President Trump courted the crypto crowd ahead of his November election win. And as I wrote at the time, Bitcoin seemed like the big winner from the election and not quite a month later, that certainly looks to be the case.

But, interestingly, gold has experienced its first notable sell-off of 2024 as Bitcoin has stolen the attention from the anti-fiat crowd, very similar to what showed in the summer of 2020, when BTC/USD was struggling to get above the $12k figure as gold put in its first ever test of the $2k psychological level.

It was just after the election that bearish pressure started to show in gold, with an initial move down to the 2650 level, followed by another sell-off to test below the 2550 level. Eventually, support showed at the 50% mark of the June-October major move. That led into a really strong week, the strongest weekly showing for gold since March of 2023 – right around when the regional banking crisis was beginning to show in U.S. markets.

That rally in gold ran until the 14.4% retracement of the June-October move came in to hold the highs. And then last week was one really bad day for bulls on Monday, followed by a grasping for support.

 

Gold Daily Price Chart

gold daily 12224Chart prepared by James Stanley; data derived from Tradingview

 

Gold Shorter-Term

 

At this point bulls seem to be showing a continued effort to hold support in the 2617-2621 zone. This was prior resistance-turned-support and it helped to hold the lows last week after that Monday sell-off.

Buyers attempted to take control after, but they were continually thwarted by resistance, first at the 2643-2650 zone and then, later last week at the 2660-2666 zone.

The pullback from that resistance has since held a higher-low and at this point there’s a bullish channel that’s been in-play over the past week.
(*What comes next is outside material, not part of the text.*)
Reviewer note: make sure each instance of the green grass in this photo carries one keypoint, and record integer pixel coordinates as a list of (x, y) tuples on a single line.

So, from a technical perspective, strength can still be argued, particularly as long as buyers can hold support above the 2617-2621 zone. The bigger question is whether they’ll be able to chew through the 2643-2650 resistance that’s currently in-play, or the 2660-2666 resistance that sits overhead. For shorter-term higher-low support potential, the 2332 level remains of note and if buyers can hold that, the door is open for another test of both resistance zones.

 

Gold Four-Hour Price Chart

gold four hour 12224Chart prepared by James Stanley; data derived from Tradingview

 

Gold v/s Bitcoin Bigger Picture

 

Since I spent the bulk of this article highlighting the dynamic between gold and Bitcoin, I wanted to speak to this before I finished. I do think that both markets can see strength co-exist and from the above overlay with both markets, there were clearly some environments where that remained the case, particularly when the Fed was laying the groundwork for policy softening. But given that it had priced in through most of the year in gold and then more recently after the Trump election win in Bitcoin, it makes sense that we’ve seen a bit of divergence.

 

But I try to look at each market independently and I’m doubtful of oncoming austerity from an incoming Trump administration, and that’s something that I think could support gold prices going forward. The pricing in dynamic could be a bit jagged however given how aggressively buyers had run topside trends in gold leading into November. And with Bitcoin, I think we’re seeing a degree of projection from expected regulatory softening which further speaks to the potential for both markets to see strength co-exist, bigger picture.